There are different types of orbits where the satellites or spacecraft are placed around the Earth once they are launched. Certain satellites or spacecraft are sent on an interplanetary journey orbiting the Sun until their destination. Depending on the purpose of the satellite or spacecraft, they are placed in one of the orbits.


The different types of orbits are:

  • Geosynchronous Equatorial Orbit (GEO)

  • Low Earth Orbit (LEO)

  • Medium Earth Orbit (MEO)

  • Polar orbit and Sun-synchronous orbit (SSO)

  • Transfer orbits and geostationary transfer orbit (GTO)

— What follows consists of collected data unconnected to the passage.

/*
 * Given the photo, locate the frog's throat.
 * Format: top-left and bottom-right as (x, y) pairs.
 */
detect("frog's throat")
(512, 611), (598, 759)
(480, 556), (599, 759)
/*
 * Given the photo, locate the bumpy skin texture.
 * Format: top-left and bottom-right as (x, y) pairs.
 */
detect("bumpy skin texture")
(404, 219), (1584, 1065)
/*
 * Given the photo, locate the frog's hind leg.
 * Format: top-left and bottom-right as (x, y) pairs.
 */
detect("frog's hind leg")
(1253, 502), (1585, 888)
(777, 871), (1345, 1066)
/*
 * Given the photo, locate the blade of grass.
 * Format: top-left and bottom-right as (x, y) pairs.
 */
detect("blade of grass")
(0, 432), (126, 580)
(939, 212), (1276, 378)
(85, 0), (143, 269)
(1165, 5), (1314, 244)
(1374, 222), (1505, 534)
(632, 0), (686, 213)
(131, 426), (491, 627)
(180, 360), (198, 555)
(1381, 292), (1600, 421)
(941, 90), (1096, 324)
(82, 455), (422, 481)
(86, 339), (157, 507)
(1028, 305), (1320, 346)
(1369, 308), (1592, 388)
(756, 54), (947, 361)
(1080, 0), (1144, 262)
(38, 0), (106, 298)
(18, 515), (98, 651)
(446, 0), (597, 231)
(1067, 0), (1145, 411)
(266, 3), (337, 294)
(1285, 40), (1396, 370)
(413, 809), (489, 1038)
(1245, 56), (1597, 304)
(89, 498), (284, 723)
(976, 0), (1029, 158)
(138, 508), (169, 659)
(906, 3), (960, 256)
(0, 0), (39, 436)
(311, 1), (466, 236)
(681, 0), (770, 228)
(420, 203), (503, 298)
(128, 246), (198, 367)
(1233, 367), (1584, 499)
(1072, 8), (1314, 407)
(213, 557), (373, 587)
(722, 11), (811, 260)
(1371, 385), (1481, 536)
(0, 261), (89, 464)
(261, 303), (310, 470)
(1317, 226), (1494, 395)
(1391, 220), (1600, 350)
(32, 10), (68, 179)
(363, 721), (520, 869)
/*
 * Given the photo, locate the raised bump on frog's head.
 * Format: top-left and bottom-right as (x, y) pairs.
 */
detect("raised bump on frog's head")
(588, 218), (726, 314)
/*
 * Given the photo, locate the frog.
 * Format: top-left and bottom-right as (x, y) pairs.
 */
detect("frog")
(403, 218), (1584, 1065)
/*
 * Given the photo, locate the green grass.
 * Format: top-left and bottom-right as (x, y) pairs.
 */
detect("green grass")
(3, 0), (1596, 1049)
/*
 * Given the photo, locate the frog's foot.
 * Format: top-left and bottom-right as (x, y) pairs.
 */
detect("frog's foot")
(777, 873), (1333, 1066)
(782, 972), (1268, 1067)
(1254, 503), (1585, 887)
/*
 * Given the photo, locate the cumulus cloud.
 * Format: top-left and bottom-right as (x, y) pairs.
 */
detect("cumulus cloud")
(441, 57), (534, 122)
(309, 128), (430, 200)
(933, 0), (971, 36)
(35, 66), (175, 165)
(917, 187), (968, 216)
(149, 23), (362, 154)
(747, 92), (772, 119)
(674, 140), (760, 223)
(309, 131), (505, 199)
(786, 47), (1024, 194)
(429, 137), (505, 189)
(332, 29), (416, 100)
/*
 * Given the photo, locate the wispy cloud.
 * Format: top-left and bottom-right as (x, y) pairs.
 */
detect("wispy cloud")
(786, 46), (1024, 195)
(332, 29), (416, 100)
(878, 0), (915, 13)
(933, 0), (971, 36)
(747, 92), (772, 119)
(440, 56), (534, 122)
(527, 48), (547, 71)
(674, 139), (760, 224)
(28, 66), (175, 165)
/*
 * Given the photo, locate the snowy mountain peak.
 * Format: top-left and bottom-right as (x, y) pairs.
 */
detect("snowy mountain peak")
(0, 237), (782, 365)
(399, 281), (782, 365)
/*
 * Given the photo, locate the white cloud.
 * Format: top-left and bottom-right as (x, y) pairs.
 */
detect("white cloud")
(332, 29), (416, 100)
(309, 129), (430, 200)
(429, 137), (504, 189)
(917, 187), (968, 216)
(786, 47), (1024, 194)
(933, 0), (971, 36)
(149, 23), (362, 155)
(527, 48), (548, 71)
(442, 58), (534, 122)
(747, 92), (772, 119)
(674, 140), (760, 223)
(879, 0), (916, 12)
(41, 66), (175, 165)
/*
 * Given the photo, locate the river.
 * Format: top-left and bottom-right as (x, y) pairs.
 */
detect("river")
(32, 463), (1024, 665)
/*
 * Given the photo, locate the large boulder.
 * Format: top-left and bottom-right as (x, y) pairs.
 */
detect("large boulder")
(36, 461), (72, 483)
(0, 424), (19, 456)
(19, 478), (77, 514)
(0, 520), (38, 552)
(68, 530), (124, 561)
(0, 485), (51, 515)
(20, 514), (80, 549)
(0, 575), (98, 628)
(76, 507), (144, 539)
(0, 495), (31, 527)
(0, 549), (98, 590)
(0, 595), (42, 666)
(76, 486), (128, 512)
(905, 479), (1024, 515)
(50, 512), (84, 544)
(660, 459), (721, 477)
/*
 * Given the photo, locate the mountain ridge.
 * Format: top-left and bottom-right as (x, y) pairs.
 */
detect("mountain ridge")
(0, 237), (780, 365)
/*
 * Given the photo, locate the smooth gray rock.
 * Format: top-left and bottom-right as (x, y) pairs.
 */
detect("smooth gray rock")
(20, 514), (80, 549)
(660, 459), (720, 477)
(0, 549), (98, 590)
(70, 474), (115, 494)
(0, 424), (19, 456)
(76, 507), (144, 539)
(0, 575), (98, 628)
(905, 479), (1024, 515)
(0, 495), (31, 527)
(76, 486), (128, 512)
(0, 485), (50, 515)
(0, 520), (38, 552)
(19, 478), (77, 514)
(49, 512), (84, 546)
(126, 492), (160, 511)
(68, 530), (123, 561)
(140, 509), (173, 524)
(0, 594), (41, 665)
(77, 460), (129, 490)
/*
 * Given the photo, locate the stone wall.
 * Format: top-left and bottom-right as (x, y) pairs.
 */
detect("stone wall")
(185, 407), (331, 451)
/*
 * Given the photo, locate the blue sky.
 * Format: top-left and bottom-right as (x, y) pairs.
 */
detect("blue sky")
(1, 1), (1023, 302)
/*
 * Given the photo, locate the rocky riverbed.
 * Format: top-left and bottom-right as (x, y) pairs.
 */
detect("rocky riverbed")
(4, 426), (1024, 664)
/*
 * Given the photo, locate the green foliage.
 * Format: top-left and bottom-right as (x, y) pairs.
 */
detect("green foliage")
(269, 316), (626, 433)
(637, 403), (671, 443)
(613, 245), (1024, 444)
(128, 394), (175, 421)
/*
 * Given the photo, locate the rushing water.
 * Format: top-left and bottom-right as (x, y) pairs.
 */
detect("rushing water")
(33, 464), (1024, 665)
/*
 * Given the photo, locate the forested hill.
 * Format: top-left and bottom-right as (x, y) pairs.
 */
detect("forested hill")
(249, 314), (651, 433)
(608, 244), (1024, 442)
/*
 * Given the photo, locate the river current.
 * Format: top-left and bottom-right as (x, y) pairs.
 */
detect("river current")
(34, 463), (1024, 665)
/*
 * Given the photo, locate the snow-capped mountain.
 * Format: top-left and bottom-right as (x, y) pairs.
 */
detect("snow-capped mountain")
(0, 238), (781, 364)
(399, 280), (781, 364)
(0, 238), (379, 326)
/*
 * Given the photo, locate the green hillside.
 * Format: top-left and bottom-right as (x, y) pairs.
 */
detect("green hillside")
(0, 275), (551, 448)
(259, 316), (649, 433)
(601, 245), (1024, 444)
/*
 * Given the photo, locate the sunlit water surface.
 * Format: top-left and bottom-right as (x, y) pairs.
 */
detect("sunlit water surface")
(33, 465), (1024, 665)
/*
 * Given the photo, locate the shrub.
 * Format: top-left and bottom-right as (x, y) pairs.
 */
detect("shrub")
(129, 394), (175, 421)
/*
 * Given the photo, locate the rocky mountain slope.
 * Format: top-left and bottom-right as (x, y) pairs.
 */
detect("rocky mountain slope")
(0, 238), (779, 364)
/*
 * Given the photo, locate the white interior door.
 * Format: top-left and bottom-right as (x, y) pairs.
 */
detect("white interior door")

  • High Elliptical Orbit (HEO)


Figure 1. Different types of orbits.


Geosynchronous Equatorial Orbit (GEO)

Satellites in geosynchronous equatorial orbit are also known as geostationary satellites since they circle the Earth above the equator at the same velocity as the Earth and in a direction similar to Earth's rotation.


The satellite orbits at an altitude of 35,000 km, and it takes 23 hours 56 minutes, and 4 seconds to rotate the Earth, traveling at the same rate similar to the Earth. This makes the GEO satellites appear to be stationary at a fixed position in the sky for the ground observers.



Figure 2. Geostationary Satellite Orbit


Geostationary satellites are far from the Earth than any other satellites in an orbit, providing a large coverage range. Therefore, as few as three geostationary satellites can offer coverage globally. So only fewer satellites are needed in GEO than in LEO, but their coverage is limited to specific geographic regions.


Certain satellites need to stay constantly above one particular area over the Earth, such as telecommunication satellites. These satellites use geostationary orbits, which allow fixed communication links to be established from the ground to the satellite. Weather monitoring satellites are also placed in GEO to observe weather over a large coverage area.


Low Earth Orbit (LEO)

A low Earth orbit (LEO), as the name implies, is an orbit that is relatively close to Earth's surface. LEO satellites are placed at the lowest altitude among all satellite types, from an altitude of less than 1,600 km to as low as 160 km above Earth.


The coverage area of LEO satellites is small as they are close to the Earth's surface. Many LEO satellites are required in order to provide coverage globally, known as LEO constellations. Environmental conditions in GEO are less challenging compared to LEO satellites, which operate in harsh environments such as radiation and atmospheric drag.


LEO has become one of the most commonly used orbits by satellites due to various reasons. As LEO satellites are closer to the Earth, it is used in producing high-resolution images of the Earth's surface. International Space Station (ISS) is placed in LEO as it is easier to access space and for any space-related activities.


LEO satellites travel at a faster speed, which takes approximately 90 minutes to circle the Earth. They are also typically smaller and less expensive than GEO satellites. Though LEO is mostly used nowadays, individual LEO satellites are less efficient for certain applications as they move faster across the sky.



Sources:

  1. The European Space Agency, Types of Orbits, 2020.